Morsy’s Spokesman Yasser Aly confirmed the condemnation of the film and said that while Egypt believes in the freedom of expression and peaceful protest, Christians and Muslims in Egypt stand together to oppose the film. The statement also stressed that Egypt is responsible for protecting all foreign missions.

The Freedom and Justice Party released a statement condemning the creation of the film, insisting that US Coptic Christians had created it for personal agendas and to create sectarian strife. The party also expressed “regret” at the storming of the embassy.

“The United States deplores any intentional effort to denigrate the religious beliefs of others.
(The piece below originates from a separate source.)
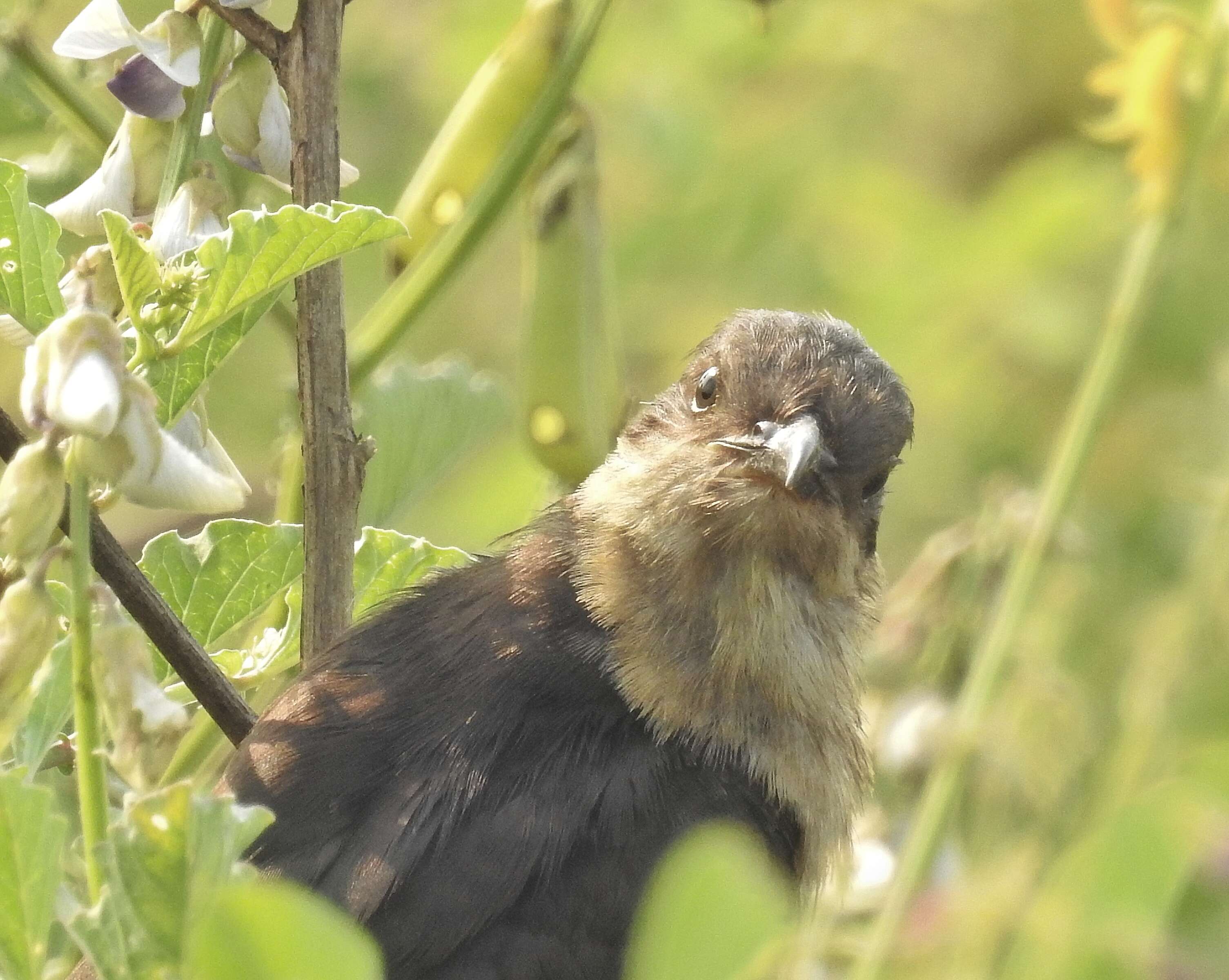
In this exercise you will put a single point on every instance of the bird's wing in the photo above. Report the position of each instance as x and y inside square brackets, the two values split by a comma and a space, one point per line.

Our commitment to religious tolerance goes back to the very beginning of our nation,” said US Secretary of State Hillary Clinton on Tuesday in a statement condemning the attack on the US mission in Benghazi. “But let me be clear: there is never any justification for violent acts of this kind.”

Libya’s interim president Mohamed Al-Megarif apologised for the attack on the Benghazi consulate, and called the acts “cowardly.” He promised to bring the attackers to justice and offered his condolences for the death of the ambassador and the three other Americans.

The Muslim Brotherhood has called for peaceful protests outside of mosques across Egypt on Friday in response to the film.

John Christopher Stevens had a 21-year diplomatic career in the Middle East and North Africa. Before being appointed ambassador to Libya, he served as US envoy to the Libyan opposition during the country’s civil war. Stevens is the first US ambassador to be killed in the line of duty since US Ambassador to Afghanistan Adolph Dubs was killed in an exchange of gunfire in 1979 following his kidnapping. Stevens was 52 years old and had been stationed across the Arab world including Cairo and Damascus and spoke fluent Arabic.